The CLI uploads files to BSS using S3 multipart upload with resumable state and parallel workers.

Constants

SettingValue
Chunk size10 MB (S3 minimum is 5 MB except last part)
Max parallel workers4
Hash algorithmSHA256, first 16 hex chars
S3 PUT timeout300s per part
State directory~/.dreamlake/uploads/

Full Upload Flow

Example: uploading a video. All 4 types follow the same pattern — only the BSS URL prefix differs.
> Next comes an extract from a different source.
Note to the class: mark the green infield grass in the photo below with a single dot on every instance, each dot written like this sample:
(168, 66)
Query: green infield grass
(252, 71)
dreamlake upload ./run01.mp4 --episode alice@robotics:run-042 --to /camera/front

 ├─ 1. Read file, compute hash
hash = SHA256(content)[:16]
 │     parts = ceil(fileSize / 10MB)

 ├─ 2. Check for resume state
~/.dreamlake/uploads/{hash}.json
 │     If exists → verify with BSS parts-done endpoint
 │     If valid → skip already-uploaded parts

 ├─ 3. Init multipart (if no resume)
POST /videos/upload/multipart/init
 │     → { uploadId, key }
 │     Save state to disk

 ├─ 4. Get presigned S3 URLs for remaining parts
POST /videos/upload/multipart/parts
 │     → { "1": "https://s3...", "2": "https://s3...", ... }

 ├─ 5. Upload parts in parallel (4 workers)
PUT chunk bytes directly to S3 presigned URLs
 │     Extract ETag from response
 │     Save state after each part completes

 ├─ 6. Complete multipart
POST /videos/upload/multipart/complete
 │     → { success: true }
 │     Clear state file

 ├─ 7. Register in BSS
POST /videos { owner, project, stagingHash, ... }
 │     → { id: bssVideoId }

 ├─ 8. Register in DreamLake Server
POST /assets/video { namespace, space, episodeName, name, bssVideoId }
 │     → { id, lambdaUrl }
 │     Server creates: episode node → folder hierarchy → asset leaf node

 └─ 9. Trigger Lambda via presigned URL
       POST {lambdaUrl}   (no auth header — URL is HMAC-signed)
202 dispatched
       Lambda splits file into HLS segments in the background

Resume & Retry

Uploads are resumable across CLI invocations. State is persisted to ~/.dreamlake/uploads/{hash}.json:

{
  "uploadId": "s3-multipart-upload-id",
  "key": "alice/robotics/staging/abc123def456",
  "totalParts": 12,
  "completedParts": [
    { "partNumber": 1, "etag": "\"abc...\"" },
    { "partNumber": 2, "etag": "\"def...\"" }
  ]
}

On resume:

  1. Load state file by hash
  2. Call GET /{type}/upload/multipart/parts-done?uploadId=...&key=...
  3. If not expired → skip completed parts, upload only remaining
  4. If expired → start fresh

On failure mid-upload, the CLI prints upload paused — re-run to resume and exits. There is no explicit abort — the S3 multipart upload expires naturally (typically 7 days).

Parallel Upload

Parts are uploaded concurrently using ThreadPoolExecutor:

Worker 1: ──── part 1 ──── part 5 ──── part 9  ────
Worker 2: ──── part 2 ──── part 6 ──── part 10 ────
Worker 3: ──── part 3 ──── part 7 ──── part 11 ────
Worker 4: ──── part 4 ──── part 8 ──── part 12 ────
  • State is saved (with a thread lock) after each part completes
  • On first failure, all remaining futures are cancelled
  • ETag from S3 response is stored per part for the complete call

BSS Endpoints (per type)

Each file type uses its own set of multipart endpoints. The protocol is identical — only the URL prefix differs.

TypePrefix
Video/videos/upload/multipart/
Audio/audio/upload/multipart/
Labels/labels/upload/multipart/
Text Tracks/text-tracks/upload/multipart/

Each prefix supports: POST .../init, POST .../parts, GET .../parts-done, POST .../complete, POST .../abort

S3 Staging Pool

All types land in the same flat staging pool, content-addressed by hash:

{owner}/{project}/staging/{hash}

Re-uploading the same file produces the same S3 key — the file is overwritten, not duplicated.

Lambda Trigger

After registration, DreamLake Server returns a lambdaUrl — a presigned BSS URL with HMAC signature. The CLI POSTs to this URL without any auth header. BSS verifies the signature and dispatches the Lambda.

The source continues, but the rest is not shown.